1395l(a)) if such clinic submits reports required under subsection
(b)(2).
(b) Program Requirements.--
(1) Application.--
(A) In general.--The Secretary shall establish a
process by which an eligible clinic may apply for
participation in the program described in subsection
(a).
(B) Eligible clinic.--For purposes of this section,
an eligible clinic is a rural health clinic (as defined
in section 1861(aa)(2) of the Social Security Act (42
U.S.C. 1395x(aa)(2))) that--
(i) is owned or operated by a hospital,
including a critical access hospital, with less
than 50 beds;
(ii) is enrolled under section 1866(j) of
such Act (including temporary enrollment during
the emergency period described in section
1135(g)(1)(B) of such Act); and
(iii) meets the reporting requirements
established under paragraph (2); or
(iv) is participating in a Medicare quality
program, including the National Committee for
Quality Assurance Patient-Centered Medical Home
Recognition Program, or another value-based
care program as determined by the Secretary.
(2) Reports.--
(A) In general.--Not later than the end of the
first calendar year in which an eligible clinic
participates in the program described under subsection
(a), and annually thereafter, each eligible clinic
shall submit to the Administrator of the Centers for
Medicare & Medicaid Services a report on the quality
measures described in subsection (c)(1).
(B) Subsequent years.--Not later than the end of
the third calendar year in which an eligible clinic has
participated in the program described under subsection
(a), and annually thereafter, such eligible clinic
shall submit to the Administrator a report containing
the information required under subparagraph (A), and
may submit additional information with respect to
performance measures (described in subsection (c)(2))

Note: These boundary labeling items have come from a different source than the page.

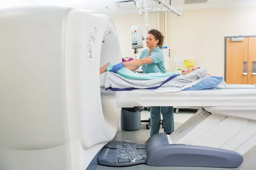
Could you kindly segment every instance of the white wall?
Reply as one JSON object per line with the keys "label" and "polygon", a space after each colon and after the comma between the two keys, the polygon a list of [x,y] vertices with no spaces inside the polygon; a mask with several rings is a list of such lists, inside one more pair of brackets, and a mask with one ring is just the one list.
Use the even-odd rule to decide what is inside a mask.
{"label": "white wall", "polygon": [[[138,14],[111,18],[119,34],[122,57],[134,56],[130,28],[136,24],[145,26],[145,16]],[[224,37],[256,35],[256,7],[185,11],[179,19],[168,13],[170,71],[186,69],[184,62],[183,65],[174,65],[174,57],[179,56],[183,60],[193,57],[195,67],[206,67],[209,74],[224,76]],[[149,15],[150,28],[157,29],[157,14]]]}

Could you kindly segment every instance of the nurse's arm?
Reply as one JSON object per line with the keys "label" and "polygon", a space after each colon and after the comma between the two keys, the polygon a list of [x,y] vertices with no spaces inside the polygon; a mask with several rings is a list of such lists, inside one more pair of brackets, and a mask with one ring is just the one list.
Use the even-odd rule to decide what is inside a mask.
{"label": "nurse's arm", "polygon": [[109,64],[109,62],[107,63],[105,65],[102,66],[100,68],[99,68],[99,74],[101,74],[102,73],[104,73],[105,72],[107,71],[107,68],[108,66],[108,65]]}
{"label": "nurse's arm", "polygon": [[136,70],[138,68],[139,68],[140,66],[126,66],[125,67],[126,68],[128,68],[129,70],[133,71],[135,71],[135,70]]}
{"label": "nurse's arm", "polygon": [[138,68],[141,65],[153,63],[154,61],[152,58],[148,57],[143,59],[134,60],[133,60],[124,62],[124,65],[125,65],[125,67],[126,68],[130,66],[138,67],[137,68],[137,69],[138,69]]}

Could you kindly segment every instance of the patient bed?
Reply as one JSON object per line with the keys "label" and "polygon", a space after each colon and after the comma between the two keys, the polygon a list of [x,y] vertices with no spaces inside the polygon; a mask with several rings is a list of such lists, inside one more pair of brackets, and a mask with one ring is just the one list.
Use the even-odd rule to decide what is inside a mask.
{"label": "patient bed", "polygon": [[[100,88],[105,75],[99,75],[99,67],[122,60],[118,36],[108,17],[32,6],[1,9],[0,23],[1,170],[93,167],[116,135],[123,107],[202,108],[173,133],[149,140],[148,156],[154,155],[154,144],[163,146],[159,150],[168,148],[165,162],[158,162],[162,165],[172,165],[166,164],[171,162],[170,146],[177,146],[172,144],[179,144],[183,154],[189,150],[184,147],[192,148],[189,150],[202,159],[207,159],[202,156],[206,152],[198,150],[212,150],[217,159],[210,164],[226,167],[239,166],[242,156],[256,145],[254,85],[175,92],[163,88],[106,91]],[[223,155],[234,158],[225,162],[228,158]],[[209,166],[203,160],[193,165]],[[184,160],[176,162],[193,165],[182,164],[187,162]]]}

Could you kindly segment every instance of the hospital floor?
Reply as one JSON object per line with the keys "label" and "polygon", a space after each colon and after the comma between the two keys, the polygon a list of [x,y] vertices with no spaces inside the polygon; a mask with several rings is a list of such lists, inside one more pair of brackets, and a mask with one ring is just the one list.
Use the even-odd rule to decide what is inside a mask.
{"label": "hospital floor", "polygon": [[[190,118],[196,110],[181,110],[180,109],[178,114],[174,113],[175,121],[175,129],[177,128],[183,123]],[[141,113],[141,119],[148,119],[150,117],[150,112],[144,110]],[[161,118],[163,119],[163,118]],[[147,123],[142,123],[141,128],[139,130],[134,131],[125,131],[121,129],[120,125],[119,129],[114,140],[126,140],[137,142],[145,142],[148,139],[149,136],[150,129],[146,128]],[[163,132],[163,129],[162,126],[160,128],[160,133]],[[139,165],[125,167],[111,167],[98,165],[96,170],[254,170],[256,168],[256,147],[243,156],[244,162],[239,167],[237,168],[207,168],[198,167],[152,167],[145,165]]]}

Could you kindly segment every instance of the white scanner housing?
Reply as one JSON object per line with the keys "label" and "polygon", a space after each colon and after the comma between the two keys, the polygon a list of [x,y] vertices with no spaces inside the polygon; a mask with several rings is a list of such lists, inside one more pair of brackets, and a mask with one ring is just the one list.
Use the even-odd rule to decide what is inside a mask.
{"label": "white scanner housing", "polygon": [[48,6],[1,9],[0,23],[0,169],[85,170],[119,121],[99,90],[100,66],[122,58],[113,23]]}

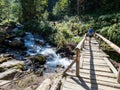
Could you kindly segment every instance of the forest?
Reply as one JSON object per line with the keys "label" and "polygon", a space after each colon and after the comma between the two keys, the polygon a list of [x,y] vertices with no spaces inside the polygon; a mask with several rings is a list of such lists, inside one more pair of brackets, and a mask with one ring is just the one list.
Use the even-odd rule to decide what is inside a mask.
{"label": "forest", "polygon": [[[33,72],[41,75],[46,69],[43,66],[46,58],[48,61],[53,56],[58,58],[55,55],[59,53],[61,57],[71,59],[75,54],[74,48],[89,28],[120,47],[120,0],[0,0],[0,63],[11,58],[24,60],[27,57],[31,62],[26,60],[24,65],[20,61],[16,65],[19,64],[23,71],[28,71],[28,66],[34,67]],[[46,52],[42,51],[43,47]],[[48,52],[53,52],[55,48],[57,54],[52,55],[53,52],[49,56],[48,47],[52,48]],[[120,55],[104,42],[102,49],[111,59],[120,63]],[[41,55],[43,53],[45,55]],[[65,68],[62,65],[56,67]],[[0,72],[6,69],[9,68],[0,66]],[[27,90],[25,88],[33,85],[34,78],[37,83],[42,81],[30,75],[33,78],[26,80],[30,84],[21,80],[15,86],[11,84],[11,90],[16,86],[15,90]],[[23,76],[26,77],[25,73]]]}

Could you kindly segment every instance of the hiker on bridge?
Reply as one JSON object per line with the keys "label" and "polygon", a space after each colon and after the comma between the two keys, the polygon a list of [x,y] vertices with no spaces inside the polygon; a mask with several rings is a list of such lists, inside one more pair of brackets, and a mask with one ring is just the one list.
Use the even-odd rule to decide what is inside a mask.
{"label": "hiker on bridge", "polygon": [[91,42],[91,38],[94,36],[94,30],[92,28],[88,29],[89,42]]}

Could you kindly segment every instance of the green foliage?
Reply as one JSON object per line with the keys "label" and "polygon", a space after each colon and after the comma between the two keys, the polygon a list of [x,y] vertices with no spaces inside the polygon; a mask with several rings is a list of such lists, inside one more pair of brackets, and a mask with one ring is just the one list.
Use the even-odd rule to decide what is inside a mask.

as the Administrator may require.
(C) Publication of reports.--Not later than 90 days
after the last day of each calendar year for which an
eligible clinic has submitted a report pursuant to this
paragraph, the Administrator shall make such report
publicly available on the website of the Centers for
Medicare & Medicaid Services.
(3) Duration.--The exemption from payment limitations under
section 1833(a) shall apply for as long as an eligible clinic
meets the requirements set forth in this subsection.
(c) Selection of Quality Measures; Performance Standards.--
(1) Selection of quality measures.--Not later than 90 days
after the date of the enactment of this Act, the Secretary
shall select quality measures for purposes of the reporting
requirements under subsection (b)(2). In selecting quality
measures, the Secretary shall select such measure that are--
(A) used in existing programs;
(B) focused on primary care; or
(C) based on input from stakeholders.
(2) Performance standards.--Not later than 2 years after
the date of the enactment of this Act, the Secretary may
establish performance measurements standards for purposes of
the reporting requirements under subsection (b)(2).